These days, Wandler isn’t doing as much collecting.
“This museum is full,” he admits. “I’ve even got things that are not in here now because there isn’t room.”
Plus, knowing he has a museum, many friends and community members bring him things to place in the museum. And, now that automobile memorabilia has become a fad, they’re almost too expensive to collect. Almost.
“I still get one now and then,” he admits.
But his focus on his new mission. Sustainability for the museum, and attracting the world at large to come see it.
“We need to bring more people to Wyoming,” he said.
He’s hoping to attract people on their way to Yellowstone, to entice them to make Gillette and his museum a lunch or dinner stop along the way.
“We literally probably have 20 to 25 good restaurants in town,” he said. “Over there is one called The Coop, that’s rotisserie chicken. We’ve got an excellent local fire-baked pizza. We have three really good steak houses.”
Sustainability Is Key
One of the key points Wandler is wrestling with for the future of his museum are ways to bring people in to see it.
“So I’m here with this old school thing, and I need people to come here,” he said. “It’s a boring story really. If you’re 18 years old and you grew up playing computer games and you work on computers, you don’t care about an old Studebaker car.”

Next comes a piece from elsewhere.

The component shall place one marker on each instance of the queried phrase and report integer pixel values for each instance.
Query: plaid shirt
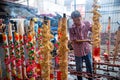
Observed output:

Wandler doesn’t want to shock people into coming, and he’s not into things that are hyped for their outrage factor.
“This is not a gimmick,” he said. “So, it’s really hard to sell this in this world that we live in.”
Adapt And Overcome
But not only has the world changed in what it favors, there’s a severe labor crunch going on across the state. Gillette, with a lot of oil and gas in the region, feels that perhaps more acutely than the rest of the Cowboy State.
Staffing something like a soda shop or burger joint would require labor that’s just too expensive and hard to acquire. Plus, the museum lacks the space for it.
Instead, he’s turned to VRBOs and Airbnbs. A row of quaint cottages across from the museum are available to rent.
“That’s helping a lot in the winter especially,” Wandler said.
He’s also turned the front part of the museum into an antique shop, which his daughter, Briana Brewer, runs.
Wandler was soon looking at a book of regional history that Emily Mills showed him.
“I just love this book,” she said.
As they started looking at the pictures together, Wandler was already thinking of new things to put in the antique store and museum. Clearly, his collecting days are not done. Not quite yet.